I shrugged, “Then I guess we’ll be nuts together. No one is getting out of this fucking apartment sane.” I didn’t care. Not anymore. He’d fucked other chicks, I knew it. I could practically smell them on him.


He crossed the line. I jumped off the couch, holding my mace at him, “I told you, I won’t leave. I’ll stay here like your fucking prisoner, but you stay on your God-damned side. Your stuff is on that side of the room and mine is on this one.”


He stepped into me, calling my bluff, “Mace me. I don’t give a shit. The only fucking thing I care about in this God-damned room is on your side.”


He sat on the couch and pulled me down with him and sat me on his lap. I struggled, but he just held me and whispered, “I’m sorry.”


I shook my head, “I don’t care. I don’t fucking care.”


“I apologized to him. Dean seems really cool. I’m sorry. I saw him looking all professional and clean cut, like you. And you were laughing so hard and I assumed the worst. He deserves someone like you, he’s professional and smart, and I’m not.”
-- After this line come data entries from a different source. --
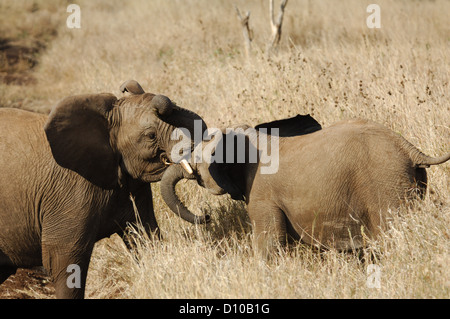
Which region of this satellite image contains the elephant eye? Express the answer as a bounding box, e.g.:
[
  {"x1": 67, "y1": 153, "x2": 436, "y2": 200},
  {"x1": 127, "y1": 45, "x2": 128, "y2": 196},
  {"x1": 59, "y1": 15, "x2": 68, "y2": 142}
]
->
[{"x1": 145, "y1": 131, "x2": 156, "y2": 140}]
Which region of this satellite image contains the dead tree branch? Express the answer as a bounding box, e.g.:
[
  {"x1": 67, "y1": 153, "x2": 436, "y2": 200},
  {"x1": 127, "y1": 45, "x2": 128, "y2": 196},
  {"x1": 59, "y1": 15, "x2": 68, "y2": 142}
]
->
[
  {"x1": 234, "y1": 6, "x2": 253, "y2": 59},
  {"x1": 267, "y1": 0, "x2": 288, "y2": 52}
]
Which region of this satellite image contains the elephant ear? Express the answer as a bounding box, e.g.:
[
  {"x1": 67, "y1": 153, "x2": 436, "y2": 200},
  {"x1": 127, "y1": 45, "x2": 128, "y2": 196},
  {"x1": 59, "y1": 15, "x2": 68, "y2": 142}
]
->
[
  {"x1": 255, "y1": 114, "x2": 322, "y2": 137},
  {"x1": 120, "y1": 80, "x2": 145, "y2": 95},
  {"x1": 44, "y1": 93, "x2": 119, "y2": 189}
]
I looked at him, “I know you have your MBA, so don’t play dumb Little Drummer Boy with me. Besides, you’ve been fucking other people, so you can’t care if I have coffee with my teacher. I’ll do what I want and who I want.”


His eyes flickered again, “Firstly, I will give you points for being witty, but I’m the singer not the drummer. Secondly, I haven’t had sex since you and I.”
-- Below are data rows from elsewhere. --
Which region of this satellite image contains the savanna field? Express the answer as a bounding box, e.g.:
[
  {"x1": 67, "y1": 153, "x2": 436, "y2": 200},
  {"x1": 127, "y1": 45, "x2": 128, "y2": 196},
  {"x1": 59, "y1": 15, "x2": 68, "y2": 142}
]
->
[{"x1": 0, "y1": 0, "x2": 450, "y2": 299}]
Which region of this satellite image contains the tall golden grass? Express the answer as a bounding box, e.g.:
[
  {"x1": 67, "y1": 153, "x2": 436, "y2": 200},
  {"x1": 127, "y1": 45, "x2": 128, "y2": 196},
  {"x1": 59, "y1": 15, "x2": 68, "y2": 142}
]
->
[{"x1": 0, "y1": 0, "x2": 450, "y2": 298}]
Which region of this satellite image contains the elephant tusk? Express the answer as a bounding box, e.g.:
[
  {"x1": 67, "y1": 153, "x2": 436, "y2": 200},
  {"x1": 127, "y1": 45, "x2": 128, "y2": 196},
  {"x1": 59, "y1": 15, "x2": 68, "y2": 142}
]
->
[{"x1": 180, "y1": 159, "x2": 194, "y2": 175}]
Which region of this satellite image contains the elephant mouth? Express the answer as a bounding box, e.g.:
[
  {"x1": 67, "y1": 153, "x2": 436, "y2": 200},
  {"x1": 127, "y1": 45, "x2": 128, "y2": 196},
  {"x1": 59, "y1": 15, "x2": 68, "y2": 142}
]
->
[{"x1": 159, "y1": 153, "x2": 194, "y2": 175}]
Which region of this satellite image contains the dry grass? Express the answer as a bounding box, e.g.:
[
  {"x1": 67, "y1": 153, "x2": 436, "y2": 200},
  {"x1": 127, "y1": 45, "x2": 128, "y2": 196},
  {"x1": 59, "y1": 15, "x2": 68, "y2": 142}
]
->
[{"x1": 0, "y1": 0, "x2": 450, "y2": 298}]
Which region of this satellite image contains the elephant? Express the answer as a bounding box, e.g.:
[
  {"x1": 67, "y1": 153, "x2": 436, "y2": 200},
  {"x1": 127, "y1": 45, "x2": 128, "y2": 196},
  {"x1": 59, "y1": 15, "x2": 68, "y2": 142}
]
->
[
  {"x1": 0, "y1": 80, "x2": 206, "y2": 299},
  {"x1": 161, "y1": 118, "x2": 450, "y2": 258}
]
I saw myself in his eyes and my heart believed him. I freed one of my arms and scoffed, “I see the guilt.”


He sighed, “I was drunk and a girl kissed me. I stopped it. I’m sorry. Someone posted it to a blog and I assumed you saw it. I felt like shit.” He looked down.


I lifted his face, staring into his eyes with burning hate, “You said you wanted me. If you wanted me, you wouldn’t kiss other people.”


His eyes stayed true and strong, “I want you. I’ll always want you.” I looked at my face in the darkness of his pupils and swallowed the venomous things I wanted to say. His eyebrows pulled together, “I am fucking trying, princess. I am, I swear. I’ve been trying so hard to show you… to deserve you. I swear it.” He closed his eyes and leaned his forehead against mine, “Do you really feel like a prisoner?”


I shook my head, “No. Sometimes it’s a little bit like Beauty and the Beast with you though. You get so crazy and I don’t know what to do.”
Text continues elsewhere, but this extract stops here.